At that point, why not just use beanstalkd or redis? You're already centralizing part of your queue elsewhere, and the point of Riak is decentralization.
However, if you can tolerate duplicate messages, then this seems like a cool system. I didn't get from the README how it actually orders the jobs/messages though. I get it uses an index range scan, but on what values? Is it an ID, and how does the client generate these?
Hi, thanks for the feedback.
Before I respond, let me say that I'm one of the core developers of the system, and that I am a big fan of Redis, and conceptually of Beanstalkd (never used it, but I know someone who is a big fan of it).
The reason you wouldn't use Redis of Beanstalkd is because they are inherently singular systems - Things exist to make them behave in a distributed fashion (for Redis, anyways - not sure about Beanstalkd?), but they are not. You're not going to scale them past a single box / node (although I will admit, I am not up on my Beanstalkd news, so possibly they've made strides there?).
Dynamiq leverages the amazing work done by Basho to build a rock solid distributed data store. By providing a light layer of coordination and logic at the edge of the system, it allows you to treat Riak (in all of it's AP glory) as something like a queue (this dovetails into your question about order, below). Riak is distributed to the core, and Dynamiq uses that to it's advantage. Need more capacity? Add more nodes. It'll handle the rest.
On the subject of dupes, they are technically "rare" once the system is running at an even keel. Only when nodes enter / leave or when you alter the configuration of a queue will you be likely to see dupes. Otherwise, the only "dupes" you'd see would be when the timeout expires and "out for delivery" messages become naturally available again (but we do not consider those "dupes").

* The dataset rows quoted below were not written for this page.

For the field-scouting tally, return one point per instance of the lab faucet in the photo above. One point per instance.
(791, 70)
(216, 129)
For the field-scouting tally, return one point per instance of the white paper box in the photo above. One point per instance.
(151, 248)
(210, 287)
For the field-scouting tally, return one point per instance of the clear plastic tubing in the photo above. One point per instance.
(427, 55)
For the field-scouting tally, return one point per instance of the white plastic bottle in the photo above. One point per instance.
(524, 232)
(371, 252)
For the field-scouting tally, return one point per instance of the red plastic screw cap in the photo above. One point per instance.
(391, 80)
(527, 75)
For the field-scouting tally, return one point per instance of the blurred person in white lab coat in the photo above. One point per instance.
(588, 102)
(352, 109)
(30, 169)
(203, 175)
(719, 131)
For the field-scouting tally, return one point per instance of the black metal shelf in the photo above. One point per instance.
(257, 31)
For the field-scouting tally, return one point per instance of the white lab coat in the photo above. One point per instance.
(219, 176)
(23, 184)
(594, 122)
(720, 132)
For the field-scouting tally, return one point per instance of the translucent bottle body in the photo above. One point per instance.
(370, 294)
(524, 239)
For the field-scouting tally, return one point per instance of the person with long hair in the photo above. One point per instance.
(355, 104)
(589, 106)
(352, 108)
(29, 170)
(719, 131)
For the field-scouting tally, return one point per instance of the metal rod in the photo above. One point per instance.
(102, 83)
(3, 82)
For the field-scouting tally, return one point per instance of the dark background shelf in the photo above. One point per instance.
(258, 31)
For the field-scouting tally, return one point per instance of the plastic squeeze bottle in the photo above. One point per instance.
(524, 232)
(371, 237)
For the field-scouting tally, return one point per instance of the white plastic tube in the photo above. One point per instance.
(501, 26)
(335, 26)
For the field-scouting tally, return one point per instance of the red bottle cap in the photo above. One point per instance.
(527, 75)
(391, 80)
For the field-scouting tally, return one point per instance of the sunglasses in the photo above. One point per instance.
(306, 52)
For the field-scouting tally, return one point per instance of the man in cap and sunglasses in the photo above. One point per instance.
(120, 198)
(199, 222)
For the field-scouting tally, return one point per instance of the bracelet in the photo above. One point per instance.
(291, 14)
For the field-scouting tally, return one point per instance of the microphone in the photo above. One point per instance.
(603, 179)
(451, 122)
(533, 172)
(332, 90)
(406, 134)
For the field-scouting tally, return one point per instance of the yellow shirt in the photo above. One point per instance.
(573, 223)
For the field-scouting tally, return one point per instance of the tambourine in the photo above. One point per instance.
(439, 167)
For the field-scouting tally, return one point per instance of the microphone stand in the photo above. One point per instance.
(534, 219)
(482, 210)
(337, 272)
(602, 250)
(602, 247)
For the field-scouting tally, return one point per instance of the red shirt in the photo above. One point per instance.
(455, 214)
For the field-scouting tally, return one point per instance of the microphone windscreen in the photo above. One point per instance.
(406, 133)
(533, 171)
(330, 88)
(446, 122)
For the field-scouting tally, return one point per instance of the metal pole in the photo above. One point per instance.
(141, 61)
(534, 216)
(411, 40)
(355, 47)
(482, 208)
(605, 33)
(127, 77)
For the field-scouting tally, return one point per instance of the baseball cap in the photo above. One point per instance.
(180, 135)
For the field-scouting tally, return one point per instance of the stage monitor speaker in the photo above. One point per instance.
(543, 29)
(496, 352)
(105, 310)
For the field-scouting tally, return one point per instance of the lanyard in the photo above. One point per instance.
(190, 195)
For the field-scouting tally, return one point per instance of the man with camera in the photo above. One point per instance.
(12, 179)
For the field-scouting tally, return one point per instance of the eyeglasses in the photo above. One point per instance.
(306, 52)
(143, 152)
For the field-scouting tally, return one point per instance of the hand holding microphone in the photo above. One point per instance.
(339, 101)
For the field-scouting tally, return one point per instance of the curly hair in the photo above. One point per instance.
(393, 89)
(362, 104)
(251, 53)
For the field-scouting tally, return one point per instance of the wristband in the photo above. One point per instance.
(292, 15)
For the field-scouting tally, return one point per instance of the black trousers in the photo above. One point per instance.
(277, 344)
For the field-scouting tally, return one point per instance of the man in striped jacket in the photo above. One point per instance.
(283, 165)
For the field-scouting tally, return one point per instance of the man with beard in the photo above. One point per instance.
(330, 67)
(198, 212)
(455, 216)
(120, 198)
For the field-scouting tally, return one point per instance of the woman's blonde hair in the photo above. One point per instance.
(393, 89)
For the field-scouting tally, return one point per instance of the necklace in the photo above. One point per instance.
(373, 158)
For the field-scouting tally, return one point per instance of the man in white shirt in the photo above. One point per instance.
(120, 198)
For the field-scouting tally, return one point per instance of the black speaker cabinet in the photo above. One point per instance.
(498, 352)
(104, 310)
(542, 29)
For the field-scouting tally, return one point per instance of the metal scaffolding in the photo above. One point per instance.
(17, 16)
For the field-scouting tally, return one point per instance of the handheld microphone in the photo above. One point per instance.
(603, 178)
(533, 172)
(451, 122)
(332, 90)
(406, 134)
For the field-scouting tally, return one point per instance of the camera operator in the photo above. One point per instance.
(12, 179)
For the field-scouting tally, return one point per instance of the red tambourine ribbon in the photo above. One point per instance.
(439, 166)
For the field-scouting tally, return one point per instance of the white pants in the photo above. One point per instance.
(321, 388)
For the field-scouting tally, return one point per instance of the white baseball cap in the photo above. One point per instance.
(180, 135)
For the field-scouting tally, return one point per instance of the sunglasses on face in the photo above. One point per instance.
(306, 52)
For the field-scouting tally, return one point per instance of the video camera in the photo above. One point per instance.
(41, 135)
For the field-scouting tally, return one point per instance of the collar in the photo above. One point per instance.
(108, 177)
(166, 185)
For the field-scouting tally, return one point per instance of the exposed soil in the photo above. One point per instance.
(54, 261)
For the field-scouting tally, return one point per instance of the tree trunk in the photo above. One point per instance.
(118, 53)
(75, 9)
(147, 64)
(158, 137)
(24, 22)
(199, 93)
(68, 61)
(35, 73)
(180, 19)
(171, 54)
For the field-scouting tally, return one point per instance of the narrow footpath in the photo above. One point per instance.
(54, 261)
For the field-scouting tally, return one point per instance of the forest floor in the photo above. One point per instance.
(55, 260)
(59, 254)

The system in no way shape or form guarantees, offers, or even implies order. You will likely get a very loose order so long as you are always keeping up with the rate of messages in, but thats it. Never assume order, and in general you should strive to build systems that are resilient in the face of a lack of order.
The range scan operates over an ID that Dynamiq itself assigns to the message, by generating a random int64 using the golang secure/crypto library. The client cannot specify the ID. However, and this is what we do internally, we assign the message an internal, application specific ID prior to publishing it to Dynamiq. So each message ultimately ends up with 2 IDs - 1 for Dynamiqs own use, which you use to ACK once you're done, and one application specific ID which may or may not mean anything to the consuming service.
Cool, thanks for the answers, and great work. I understand there's a trade off between distribution and strictness, seems like Dynamiq actively chooses distribution, which is actually a very cool choice to see a queue move into (most or all queues I know of tend to favor consistency).
To answer your questions on beanstalkd, the answer to scaling past a single node is sharding, much like a traditional SQL database (although no replication exists). There really is no HA option. Redis is similar, although it does support replication, so you do have more failover options.